तपस्विनां प्रदातव्यं भोजनं गृहमेधिभिः । द्वादशाष्टौ च चत्वारो भोक्तव्या एक एव वा

Les maîtres de maison doivent offrir de la nourriture aux ascètes. On peut en nourrir douze, ou huit, ou quatre — ou même un seul.

Verse 125

एकोऽपि ब्रह्मचारी यो ब्रह्मविच्छिवपूजकः । सहस्राणां समो भक्त्या गृहे संभोजितो भवेत्

Même un seul brahmacārin—connaissant Brahman et adorateur de Śiva—lorsqu’il est nourri à la maison avec bhakti, vaut en mérite le repas offert à mille.

Verse 126

अक्षारालवणं पत्रे भोक्तव्यं वाग्यतैः स्वयम् । पुत्रमित्रकलत्राणां दातव्यं भोजनं पुरः

La parole maîtrisée, qu’on mange soi-même une nourriture fade, sans sel, servie sur une feuille. Qu’on donne d’abord à manger aux fils, aux amis et à l’épouse.

Verse 127

अनेन विधिना कार्या शिवरात्रिः शिवव्रतैः । द्वादशैता यदा पूर्णास्तिलपात्राणि वै तदा

Ainsi doit-on observer Śivarātri par les vœux de Śiva. Quand ces douze observances sont accomplies, alors qu’on prépare douze récipients de sésame (en offrande ou en don).

Verse 128

द्वादशैव प्रदेयानिगुरुब्राह्मणज्ञातिषु । व्रतांते गौः प्रदातव्या कृष्णा वत्सयुता दृढा

Ces douze récipients de sésame doivent être donnés au guru, aux brāhmaṇas et aux parents. À la fin du vœu, qu’on offre une vache noire, robuste, avec son veau.

Verse 129

सवस्त्राभरणा देया घंटाभरणभूषिता । अंगुलीयकवासांसि च्छत्रोपानत्कमण्डलु

Qu’on la donne avec étoffes et parures, ornée de grelots. Qu’on offre aussi des bagues, des vêtements, un parasol, des chaussures et un kamaṇḍalu (vase à eau).

Verse 130

गुरवे दक्षिणा देयाब्राह्मणेभ्यः स्वशक्तितः । एवं कृत्वा ततो देयं तपस्विभ्योऽथ भोजनम् । मिष्टान्नं विविधं दत्त्वा क्षमाप्य च विसर्जयेत्

Qu’on offre une dakṣiṇā au guru, et qu’on donne aux brāhmanes selon ses moyens. Cela fait, qu’on serve ensuite un repas aux ascètes; après avoir présenté divers mets sucrés, qu’on demande pardon et qu’on les congédie avec respect.

Verse 131

एवं यः कुरुते सत्यं तस्य पापं न विद्यते । संतानमुत्तमं लब्ध्वा भुक्त्वा भोगाननुत्तमान्

En vérité, pour celui qui agit ainsi, aucun péché ne demeure.

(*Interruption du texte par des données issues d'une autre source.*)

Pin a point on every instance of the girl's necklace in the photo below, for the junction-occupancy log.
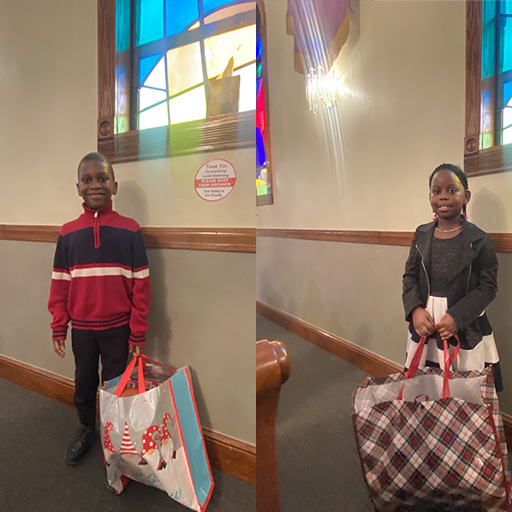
(449, 230)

Ayant obtenu une descendance excellente, il jouit de grâces et de délices sans pareils.

Verse 132

दिव्यविमानमारूढो दिव्यस्त्रीपरिवेष्टितः । गतिवादित्रनिर्घोषैर्नीयते शिवमन्दिरे

Monté sur un vimāna céleste et entouré de femmes célestes, il est porté jusqu’au temple de Śiva au milieu du retentissement des musiques d’instruments divins en mouvement.

Verse 133

तदेतत्कथितं पुण्यं शिवरात्रिव्रतं मया । कृतेन येन लोकानां सर्वपापक्षयो भवेत्

Ainsi ai-je décrit ce vœu méritoire de Śivarātri ; en l’accomplissant, les hommes obtiennent la destruction de tous les péchés.